Ada satu petikan kisah yang teramat mengharukan. Ibu Ainun di tengah sakit kerasnya pun yang ketika itu dirawat diLudwig Maximilian University (LMU) – Muenchen masih mengkhawatirkan suaminya. Ibu Ainun memang memiliki karakter yang lebih peduli dengan orang lain terutama suaminya bila dibandingkan dengan dirinya sendiri. Berikut kutipan sebagaimana yang diceritakan Habibie berikut ini.
Pada suatu hari, baru sekitar pukul 12.00 diperbolehkan masuk ke ICCU kamar Ainun. Saya dua jam terlambat, walaupun sejak pukul 09.30 sudah menunggu di kamar tunggu ICCU. Hal itu terjadi karena keadaan darurat akibat pelaksanaan operasi yang tidak direncanakan sebelumnya, maka semua pengunjung belum diperbolehkan masuk ke ICCU. Baru sekitar pukul 12.00 saya masuk. Ketika masuk, Ainun sedang menangis.
Saya langsung bertanya: “Ainun mengapa nangis? Sakit?”
Ainun menggelengkan kepala. Lalu mata saya mengarah ke alat-alat elektronik dan segala peralatan yang dipasang di tubuh Ainun dengan sekitar 50 alat transfusi dan infusi sambil mengucapkan:
“Takut sama peralatan ini?” Ainun menggelengkan kepalanya lagi. “Saya mengerti sekarang. Kamu mengira telah terjadi sesuatu pada saya?”

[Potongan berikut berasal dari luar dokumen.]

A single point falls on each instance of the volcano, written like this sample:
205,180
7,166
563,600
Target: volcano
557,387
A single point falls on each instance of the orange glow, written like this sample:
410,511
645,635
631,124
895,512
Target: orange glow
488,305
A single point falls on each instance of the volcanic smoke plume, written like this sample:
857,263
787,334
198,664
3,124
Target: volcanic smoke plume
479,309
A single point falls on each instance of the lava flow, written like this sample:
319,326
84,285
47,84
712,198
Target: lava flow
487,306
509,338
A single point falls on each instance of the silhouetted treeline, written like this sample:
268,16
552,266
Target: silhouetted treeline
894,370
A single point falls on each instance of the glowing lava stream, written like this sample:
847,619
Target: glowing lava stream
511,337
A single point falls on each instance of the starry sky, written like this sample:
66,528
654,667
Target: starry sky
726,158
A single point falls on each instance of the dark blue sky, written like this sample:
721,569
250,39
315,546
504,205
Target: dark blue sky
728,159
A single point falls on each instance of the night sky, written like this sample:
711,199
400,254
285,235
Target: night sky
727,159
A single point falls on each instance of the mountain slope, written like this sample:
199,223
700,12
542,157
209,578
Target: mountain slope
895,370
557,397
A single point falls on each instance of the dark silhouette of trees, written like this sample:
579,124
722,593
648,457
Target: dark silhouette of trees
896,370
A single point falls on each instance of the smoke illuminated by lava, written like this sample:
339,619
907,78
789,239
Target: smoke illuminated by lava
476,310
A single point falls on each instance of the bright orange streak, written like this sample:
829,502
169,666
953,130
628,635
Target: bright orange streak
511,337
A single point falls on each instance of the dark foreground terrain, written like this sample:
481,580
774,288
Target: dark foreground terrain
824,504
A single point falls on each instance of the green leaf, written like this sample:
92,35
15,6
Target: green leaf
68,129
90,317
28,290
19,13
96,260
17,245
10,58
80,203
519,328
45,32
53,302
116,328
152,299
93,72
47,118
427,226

Baru Ainun mengangguk kepalanya. Walaupun pada waktu itu Ainun dalam keadaannya sadar. Ainun hanya bisa mengangguk dan menggelengkan kepala karena di mulutnya dipasang alat pernafasan. Saya amat terharu karena dalam kaadaan saat dan dirawat secara intensif tersebut, Ainun masih saja memikirkan kesehatan saya.

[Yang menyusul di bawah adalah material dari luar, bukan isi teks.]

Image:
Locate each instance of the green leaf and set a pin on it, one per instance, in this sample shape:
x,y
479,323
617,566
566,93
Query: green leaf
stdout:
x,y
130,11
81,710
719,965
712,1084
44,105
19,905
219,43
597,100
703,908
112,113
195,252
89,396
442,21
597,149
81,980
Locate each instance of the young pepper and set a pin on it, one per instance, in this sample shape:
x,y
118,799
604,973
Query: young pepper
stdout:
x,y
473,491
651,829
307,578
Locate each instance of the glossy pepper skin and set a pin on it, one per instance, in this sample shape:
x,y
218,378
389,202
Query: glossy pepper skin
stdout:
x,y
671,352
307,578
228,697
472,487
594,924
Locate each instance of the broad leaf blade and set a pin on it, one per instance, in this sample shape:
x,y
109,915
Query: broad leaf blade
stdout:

Bahkan tim dokter yang menangani langsung operasi Ainun pun memberikan apresiasi tinggi atas kesetiaan Habibie Ainun. Berikut kutipannya.
“Profesor Habibie kami semua selama 2 bulan ini banyak belajar. Kami sudah sangat berpengalaman melihat bagaimana orang bereaksi dan berperilaku. Namun pertama kalinya kami melihat perjuangan Anda suami isteri mengatasi semuanya dalam suasana cinta yang murni dan sejati. Kami semua banyak belajar dalam dua bulan ini. Terima kasih Prof. Habibie. Semoga Tuhan YME selalu melindungi dan menyertai Anda berdua”.
Begitulah luar biasanya kekuatan cinta tersebut. Apa yang dialami Habibie dan Ainun lebih dari sekadar romantisme pasangan cinta kasih di dunia ini. Cinta Habibie dan Ainun adalah karunia Allah Swt yang telah memberikan kekaguman kepada siapa saja yang hidup dalam cinta. Kini Ainun telah meninggalkan kita semua. Habibie mengatakan, “Ainun pindah ke alam dan dimensi baru”. Semoga amal yang telah diperbuat selama hidup diterima Allah Swt dan kepada Pak Habibie dan keluarga diberikan kekuatan, yakni kekuatan cinta yang abadi dan murni.